Avant de prendre la parole, il a posé ses mains sur les accoudoirs de son fauteuil et il a donné une grande impulsion, balançant son buste en avant. Comme s’il lui fallait se jeter à l’eau. Puis, d’un geste sec et précis, il a tiré sur la veste de son costume trois-pièces bleu nuit, pour en effacer les plis. Au Sénat, ce jeudi 15 juin, le journaliste Mohamed Sifaoui s’apprête à témoigner devant la commission d’enquête constituée à la suite des supposées irrégularités du fonds Marianne. Lancée par Marlène Schiappa, alors ministre de la citoyenneté, cette enveloppe de 2,5 millions d’euros a été créée au printemps 2021 en réaction à l’assassinat du professeur Samuel Paty, le 16 octobre 2020, dans le but de financer une riposte aux discours séparatistes sur les réseaux sociaux.
Principal bénéficiaire du fonds, le Franco-Algérien est soupçonné d’avoir utilisé, par le biais d’une obscure association, l’Union fédérative des sociétés d’éducation physique et de préparation militaire (USEPPM), une large part de cet argent pour se rémunérer, lui et son associé, un curieux homme d’affaires, Cyril Karunagaran, patron d’une petite entreprise de maroquinerie de luxe. Deux jours plus tôt, le 13 juin, les policiers sont venus frapper à la porte du journaliste, vers 6 heures, pour une perquisition dans le cadre d’une information judiciaire ouverte par le Parquet national financier pour « détournement de fonds publics par négligence », « abus de confiance » et « prise illégale d’intérêts ».
Devant les sénateurs, plutôt que de chercher à se défendre, Mohamed Sifaoui a choisi d’attaquer. S’en prenant à un invisible chiffon rouge que personne n’a encore pris la peine d’agiter, il donne des coups de corne, à droite et à gauche. Une première pique adressée au sénateur écologiste du Val-de-Marne Daniel Breuiller, qui, pour résumer l’affaire du fonds Marianne, avait dénoncé « la République des copains ». « Le premier copinage qui devrait être dénoncé est celui qui lie votre courant politique, celui des écologistes, à l’islamisme, et ce dans plusieurs villes de France », décoche Mohamed Sifaoui.
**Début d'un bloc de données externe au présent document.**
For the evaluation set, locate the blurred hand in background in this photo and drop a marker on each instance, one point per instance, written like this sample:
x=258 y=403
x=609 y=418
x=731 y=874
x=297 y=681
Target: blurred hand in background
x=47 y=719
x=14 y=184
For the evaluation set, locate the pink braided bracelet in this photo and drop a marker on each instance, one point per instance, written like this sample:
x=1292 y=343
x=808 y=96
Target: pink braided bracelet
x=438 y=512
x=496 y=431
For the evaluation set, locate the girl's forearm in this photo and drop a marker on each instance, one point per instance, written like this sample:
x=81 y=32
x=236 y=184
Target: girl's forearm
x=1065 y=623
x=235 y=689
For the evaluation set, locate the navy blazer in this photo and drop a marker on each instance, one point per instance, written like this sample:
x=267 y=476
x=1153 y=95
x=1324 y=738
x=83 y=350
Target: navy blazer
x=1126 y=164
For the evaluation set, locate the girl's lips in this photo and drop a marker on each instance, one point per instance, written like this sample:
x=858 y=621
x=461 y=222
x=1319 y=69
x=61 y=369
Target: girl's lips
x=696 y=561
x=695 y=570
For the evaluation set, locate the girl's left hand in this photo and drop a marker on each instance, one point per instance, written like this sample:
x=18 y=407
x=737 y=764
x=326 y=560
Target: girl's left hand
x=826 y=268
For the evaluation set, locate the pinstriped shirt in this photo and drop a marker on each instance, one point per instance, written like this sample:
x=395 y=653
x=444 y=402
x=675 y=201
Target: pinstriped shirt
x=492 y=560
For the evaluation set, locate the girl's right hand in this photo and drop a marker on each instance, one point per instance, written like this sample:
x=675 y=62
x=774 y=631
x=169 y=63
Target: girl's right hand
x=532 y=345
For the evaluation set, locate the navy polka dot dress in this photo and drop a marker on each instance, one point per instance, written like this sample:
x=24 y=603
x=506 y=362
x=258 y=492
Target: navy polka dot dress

Il dénonce ensuite le rapport « pathétique » de l’inspection générale de l’administration « instruit exclusivement à charge, avec des approximations, des insinuations graves et des mensonges ». Puis, emporté par son élan, il poursuit son réquisitoire contre « des systèmes médiatiques sclérosés globalement médiocres qui alimentent le populisme ». Convaincu de son innocence, il se dit ligoté à un bûcher médiatique. Il se vit comme une victime expiatoire condamnée, à l’avance, pour son combat contre l’islamisme politique.